Bring out the best?
I have no idea what the professional journal/conference for PR folks is, but I've thought it might be fun to do an article/panel on how not to pitch a blogger. The Cod is a small enough fish that I'm not exactly inundated with press releases, but I get a bunch, and many of them betray a fundamental misapprehension of how the whole blog enterprise works. But more on that later. In the meantime, the Ethicurean points out what might be a cannier approach on the part of Hellman's Mayo (Best Foods to you Cali types):
Last week I received an email from a professional at a world-renowned advertising agency about a new campaign for his client Hellman’s Mayonnaise. (On the West Coast it’s sold under the Best Foods brand.) He said they wanted to hear my thoughts on real food. If they liked my description, they’d feature the post on the Yahoo Food site they’d set up, where "celebrity chef" Dave Lieberman* is blogging and posting videos about Americans and real food. In case I was worried that they just wanted to help me advertise mayonnaise, oh no.
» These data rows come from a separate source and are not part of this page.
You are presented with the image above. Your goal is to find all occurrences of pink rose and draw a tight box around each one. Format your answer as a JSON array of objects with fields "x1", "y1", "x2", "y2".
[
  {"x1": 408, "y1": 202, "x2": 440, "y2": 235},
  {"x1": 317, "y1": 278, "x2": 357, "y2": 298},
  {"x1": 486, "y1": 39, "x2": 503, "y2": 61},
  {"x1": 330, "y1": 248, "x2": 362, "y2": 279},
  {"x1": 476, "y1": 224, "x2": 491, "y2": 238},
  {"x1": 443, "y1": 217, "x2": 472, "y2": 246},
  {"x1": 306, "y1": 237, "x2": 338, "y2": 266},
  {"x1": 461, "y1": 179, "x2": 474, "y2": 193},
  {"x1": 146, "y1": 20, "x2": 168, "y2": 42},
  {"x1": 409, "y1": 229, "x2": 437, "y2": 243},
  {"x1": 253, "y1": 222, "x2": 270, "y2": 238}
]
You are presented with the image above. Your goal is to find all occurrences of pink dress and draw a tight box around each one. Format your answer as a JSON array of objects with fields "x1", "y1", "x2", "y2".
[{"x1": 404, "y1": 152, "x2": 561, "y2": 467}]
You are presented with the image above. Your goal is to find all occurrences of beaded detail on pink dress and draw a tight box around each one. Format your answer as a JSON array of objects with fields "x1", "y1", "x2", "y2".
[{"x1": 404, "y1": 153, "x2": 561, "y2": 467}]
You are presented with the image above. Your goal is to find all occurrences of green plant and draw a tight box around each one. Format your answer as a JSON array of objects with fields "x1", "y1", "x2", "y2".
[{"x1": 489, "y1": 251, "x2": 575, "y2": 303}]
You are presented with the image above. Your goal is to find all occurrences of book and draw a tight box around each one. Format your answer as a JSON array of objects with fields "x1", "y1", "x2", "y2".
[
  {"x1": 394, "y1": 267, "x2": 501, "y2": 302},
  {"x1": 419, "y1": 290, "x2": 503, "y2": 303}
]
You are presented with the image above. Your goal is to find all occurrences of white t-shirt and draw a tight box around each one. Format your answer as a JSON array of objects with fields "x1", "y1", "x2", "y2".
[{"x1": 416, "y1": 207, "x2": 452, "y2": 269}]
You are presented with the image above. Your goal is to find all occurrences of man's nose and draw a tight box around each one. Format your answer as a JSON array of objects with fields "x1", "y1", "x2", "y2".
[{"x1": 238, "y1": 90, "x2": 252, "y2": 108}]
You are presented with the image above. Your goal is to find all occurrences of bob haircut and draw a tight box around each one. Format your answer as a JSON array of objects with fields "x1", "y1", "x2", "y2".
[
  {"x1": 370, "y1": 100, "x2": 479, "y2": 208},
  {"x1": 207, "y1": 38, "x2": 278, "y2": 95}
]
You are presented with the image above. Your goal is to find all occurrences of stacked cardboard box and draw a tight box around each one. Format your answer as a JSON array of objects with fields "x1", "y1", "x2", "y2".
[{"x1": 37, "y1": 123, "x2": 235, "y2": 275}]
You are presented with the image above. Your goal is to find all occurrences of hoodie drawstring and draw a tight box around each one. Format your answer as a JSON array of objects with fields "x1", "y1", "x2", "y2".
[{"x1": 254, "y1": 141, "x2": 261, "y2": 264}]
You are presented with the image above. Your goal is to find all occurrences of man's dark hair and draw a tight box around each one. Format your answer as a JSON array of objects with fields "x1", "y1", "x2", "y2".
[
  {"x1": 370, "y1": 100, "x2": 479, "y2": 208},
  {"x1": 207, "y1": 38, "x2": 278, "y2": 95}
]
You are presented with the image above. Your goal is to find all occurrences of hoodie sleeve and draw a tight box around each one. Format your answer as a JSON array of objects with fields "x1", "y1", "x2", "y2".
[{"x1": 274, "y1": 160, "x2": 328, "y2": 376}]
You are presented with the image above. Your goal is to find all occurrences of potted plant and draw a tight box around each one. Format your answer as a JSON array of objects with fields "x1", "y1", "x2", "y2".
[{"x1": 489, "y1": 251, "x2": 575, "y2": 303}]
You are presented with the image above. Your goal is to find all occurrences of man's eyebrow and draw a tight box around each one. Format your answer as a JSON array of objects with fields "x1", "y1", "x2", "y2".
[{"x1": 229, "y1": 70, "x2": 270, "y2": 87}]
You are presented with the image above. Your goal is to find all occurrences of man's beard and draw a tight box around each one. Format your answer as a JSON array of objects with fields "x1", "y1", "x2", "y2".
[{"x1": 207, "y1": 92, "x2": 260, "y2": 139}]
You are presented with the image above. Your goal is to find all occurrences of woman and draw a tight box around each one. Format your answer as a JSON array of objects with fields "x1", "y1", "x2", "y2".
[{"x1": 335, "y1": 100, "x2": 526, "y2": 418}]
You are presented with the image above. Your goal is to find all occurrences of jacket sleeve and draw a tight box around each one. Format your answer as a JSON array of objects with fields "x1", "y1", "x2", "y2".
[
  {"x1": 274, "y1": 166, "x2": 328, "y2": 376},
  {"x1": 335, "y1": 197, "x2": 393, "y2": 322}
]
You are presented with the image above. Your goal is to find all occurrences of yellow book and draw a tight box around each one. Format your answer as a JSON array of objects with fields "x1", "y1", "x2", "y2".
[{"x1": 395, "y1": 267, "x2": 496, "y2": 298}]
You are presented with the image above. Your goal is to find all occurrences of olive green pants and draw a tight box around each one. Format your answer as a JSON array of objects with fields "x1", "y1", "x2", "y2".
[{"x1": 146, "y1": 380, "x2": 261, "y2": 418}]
Now, I'd never heard of the Yahoo food site, or the Yahoo/Hellman's 'Real Food' site, but I imagine it gets a fair amount of traffic. Most bloggers are sluts for exposure, and it's not hard to imagine being tempted by this kind of approach. More concerning, though also not surprising, is the totally brazen effort to claim the mantle of "Real Food." I like Hellman's and it has a place in my kitchen. It is a fundamentally different product from home-made mayo. But to assert that it is "real food"is dangerous. Not so much because of the DL Alpha Tocopherol and whatnot, as that it takes an idea "real food" that has some value as a way to encourage people to think about what they eat, and replaces it with "Real Food," which seems to mean something like a return to the dark ages of Taste of Home. Hellman's Real Food, if it gets any traction, threatens to occlude real food with Real Food, which seems to mean things like Yukon Gold potatoes tossed with a shit-ton of Hellman's.
*Who?


I first had Hellman's in the early 70's when I moved to chic upstate NY. My frist encounter with mayo was Seidner's which had its plant in Westerly, RI, my home town. The mayo was dark yellow and not jelly-like. It wouldn't stay on a knife. It was delicious. Hellman's was a shock to me. I've never recovered ans spend my days pining for Otto Seidner's mayo.
Posted by: Marco | Wednesday, 11 July 2007 at 08:04 AM
MARCO,
I don't know who you are, but the Otto Seidner brand, original recipe, is back! Made and bottled in WESTERLY! I was shocked to see it on the shelf in McQuade's Market on Main Street TODAY! Just enjoyed a turkey sandwich with Seidner's mayonnaise. I was pining for it as well, but no more.